Lotus Kökü Ürünlerinin Beklentisi
Şu anda, lotus kökü suyu içecekleri ve lotus kökü tozu ve piyasadaki diğer ürünler piyasada ürünlere sahiptir, ancak yine de süreci daha da iyileştirmek, kaliteyi artırmak, ambalajı iyileştirmek, maliyetleri düşürmek, renk ve renk çeşitliliğini artırmak, pazar payını genişletmek ve aktif olarak ihracat kanalları aramak ve erken bir tarihte uluslararası pazara girmek için çabalamak gerekir.
Çin'in mevcut lotus kökü ürünleri ihracatı ağırlıklı olarak tuzlanmış lotus kökü, haşlanmış lotus kökü, dondurulmuş lotus kökü ve kurutulmuş lotus köküdür ve daha sonra kurutulmuş lotus kökü, salamura lotus kökü, lotus kökü çayı, konserve lotus kökü, eğlence lotus kökü dilimlerinin yanı sıra lotus kökü sağlık bakım ürünleri ürün geliştirmeyi daha da güçlendirmek için bir dizi lotus kökü ürünü oluşturmak için yeşil, sağlık bakım ürünleri ve yurtiçi ve yurtdışındaki pazarı genişletme çabaları.
Aynı zamanda, ilgili standartları geliştirin ve kalite yönetimini güçlendirin.

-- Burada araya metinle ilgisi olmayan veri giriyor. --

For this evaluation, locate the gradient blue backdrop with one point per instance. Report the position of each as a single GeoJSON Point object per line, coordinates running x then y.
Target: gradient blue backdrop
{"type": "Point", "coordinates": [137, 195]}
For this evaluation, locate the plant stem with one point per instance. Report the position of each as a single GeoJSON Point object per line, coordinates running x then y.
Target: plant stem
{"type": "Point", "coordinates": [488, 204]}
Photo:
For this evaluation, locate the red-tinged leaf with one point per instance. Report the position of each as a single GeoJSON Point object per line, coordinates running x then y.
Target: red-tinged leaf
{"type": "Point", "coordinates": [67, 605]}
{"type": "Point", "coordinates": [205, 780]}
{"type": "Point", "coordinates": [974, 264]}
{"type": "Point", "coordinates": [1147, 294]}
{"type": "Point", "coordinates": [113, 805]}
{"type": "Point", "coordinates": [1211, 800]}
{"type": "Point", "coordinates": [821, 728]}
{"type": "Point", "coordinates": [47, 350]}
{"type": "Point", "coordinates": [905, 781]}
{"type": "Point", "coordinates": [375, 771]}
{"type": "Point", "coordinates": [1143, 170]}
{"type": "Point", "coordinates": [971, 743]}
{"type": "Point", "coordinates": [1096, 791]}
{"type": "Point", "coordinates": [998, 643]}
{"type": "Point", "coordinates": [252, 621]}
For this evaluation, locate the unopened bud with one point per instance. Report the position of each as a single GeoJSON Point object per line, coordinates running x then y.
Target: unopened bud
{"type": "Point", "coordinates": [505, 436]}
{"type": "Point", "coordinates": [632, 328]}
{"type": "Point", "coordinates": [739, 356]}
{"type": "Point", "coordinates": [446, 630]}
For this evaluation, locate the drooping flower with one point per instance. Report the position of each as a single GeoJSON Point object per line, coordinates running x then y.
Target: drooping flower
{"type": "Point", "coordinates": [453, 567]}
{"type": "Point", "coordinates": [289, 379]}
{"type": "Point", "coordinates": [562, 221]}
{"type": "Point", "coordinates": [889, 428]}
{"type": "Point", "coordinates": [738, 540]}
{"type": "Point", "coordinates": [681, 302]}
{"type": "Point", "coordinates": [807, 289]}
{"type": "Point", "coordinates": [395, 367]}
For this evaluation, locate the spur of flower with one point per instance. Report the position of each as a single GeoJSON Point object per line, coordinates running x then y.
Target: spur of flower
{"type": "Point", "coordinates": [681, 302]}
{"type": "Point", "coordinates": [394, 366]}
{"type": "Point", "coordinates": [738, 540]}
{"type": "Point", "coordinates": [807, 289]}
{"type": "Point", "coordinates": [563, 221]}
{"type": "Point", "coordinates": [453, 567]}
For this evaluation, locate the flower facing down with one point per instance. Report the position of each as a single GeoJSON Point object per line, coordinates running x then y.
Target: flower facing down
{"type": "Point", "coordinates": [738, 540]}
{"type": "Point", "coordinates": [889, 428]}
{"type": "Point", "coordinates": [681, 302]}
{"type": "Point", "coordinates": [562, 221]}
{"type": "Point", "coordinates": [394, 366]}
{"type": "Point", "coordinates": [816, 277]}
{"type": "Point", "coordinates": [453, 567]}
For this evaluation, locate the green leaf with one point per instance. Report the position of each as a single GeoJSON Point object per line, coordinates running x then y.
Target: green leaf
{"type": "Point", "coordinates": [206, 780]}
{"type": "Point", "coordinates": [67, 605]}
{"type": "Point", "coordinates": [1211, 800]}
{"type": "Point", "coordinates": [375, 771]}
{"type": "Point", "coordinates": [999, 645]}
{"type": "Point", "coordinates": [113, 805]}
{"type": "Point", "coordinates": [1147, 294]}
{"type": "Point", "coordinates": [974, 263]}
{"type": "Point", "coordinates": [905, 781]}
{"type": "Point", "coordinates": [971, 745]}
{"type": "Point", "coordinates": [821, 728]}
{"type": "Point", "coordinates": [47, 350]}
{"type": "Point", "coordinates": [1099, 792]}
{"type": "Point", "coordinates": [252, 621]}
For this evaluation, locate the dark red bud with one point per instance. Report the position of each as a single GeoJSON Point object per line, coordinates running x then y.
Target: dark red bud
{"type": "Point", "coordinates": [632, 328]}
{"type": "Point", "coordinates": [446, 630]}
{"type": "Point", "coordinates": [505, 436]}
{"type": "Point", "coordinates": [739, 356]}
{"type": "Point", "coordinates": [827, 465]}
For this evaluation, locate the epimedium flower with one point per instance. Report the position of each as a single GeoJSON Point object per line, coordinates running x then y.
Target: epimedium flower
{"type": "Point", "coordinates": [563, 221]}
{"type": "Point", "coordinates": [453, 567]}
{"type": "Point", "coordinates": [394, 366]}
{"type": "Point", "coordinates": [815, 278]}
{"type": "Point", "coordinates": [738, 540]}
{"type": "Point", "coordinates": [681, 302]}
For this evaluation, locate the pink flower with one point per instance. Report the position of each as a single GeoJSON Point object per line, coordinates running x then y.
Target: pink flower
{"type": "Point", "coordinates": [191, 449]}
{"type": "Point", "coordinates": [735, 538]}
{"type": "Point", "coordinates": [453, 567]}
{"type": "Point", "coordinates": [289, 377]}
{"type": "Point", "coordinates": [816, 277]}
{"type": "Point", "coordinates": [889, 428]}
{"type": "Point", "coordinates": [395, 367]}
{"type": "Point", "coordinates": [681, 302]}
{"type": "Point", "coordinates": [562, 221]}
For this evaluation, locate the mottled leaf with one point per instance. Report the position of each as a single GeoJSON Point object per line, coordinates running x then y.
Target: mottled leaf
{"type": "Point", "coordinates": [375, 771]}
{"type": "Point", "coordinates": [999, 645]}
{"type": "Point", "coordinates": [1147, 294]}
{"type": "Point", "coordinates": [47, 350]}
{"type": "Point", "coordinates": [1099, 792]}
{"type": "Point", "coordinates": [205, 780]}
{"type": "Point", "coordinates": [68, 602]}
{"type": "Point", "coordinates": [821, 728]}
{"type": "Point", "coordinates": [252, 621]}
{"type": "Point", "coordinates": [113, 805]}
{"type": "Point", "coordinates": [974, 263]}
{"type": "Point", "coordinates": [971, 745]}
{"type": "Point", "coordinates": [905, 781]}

DTÖ'ye katılım ve uluslararası pazarın açılmasıyla birlikte, lotus kökü üretimimiz ve ürün standartlarımız uluslararası standartlara uygun olmalı ve aynı zamanda lotus kökü ürünlerimizin uluslararası pazara girmesi için iyi bir temel oluşturmak amacıyla HACCP, IS09000 serisi ve diğer uluslararası kalite sertifikalarını almak için çaba göstermeliyiz. Lotus kökü ürünleri ihraç edilirken ağır metallerin ve pestisit kalıntılarının tespiti özellikle güçlendirilmelidir. Buna ek olarak, lotus kökü işlemesi gerçekleştirilirken, lotus tohumları, kökleri, yaprakları, sapları ve köklerinden tam olarak yararlanılabilmesi için kaynaklarının kapsamlı kullanım değeri tam olarak dikkate alınmalıdır; aynı zamanda, ürünlerin yeşillendirme ve doğallaştırma yönünde gelişmesini sağlamak için işleme sürecinde besin ve aroma maddelerinin kaybının önlenmesine dikkat edilmelidir.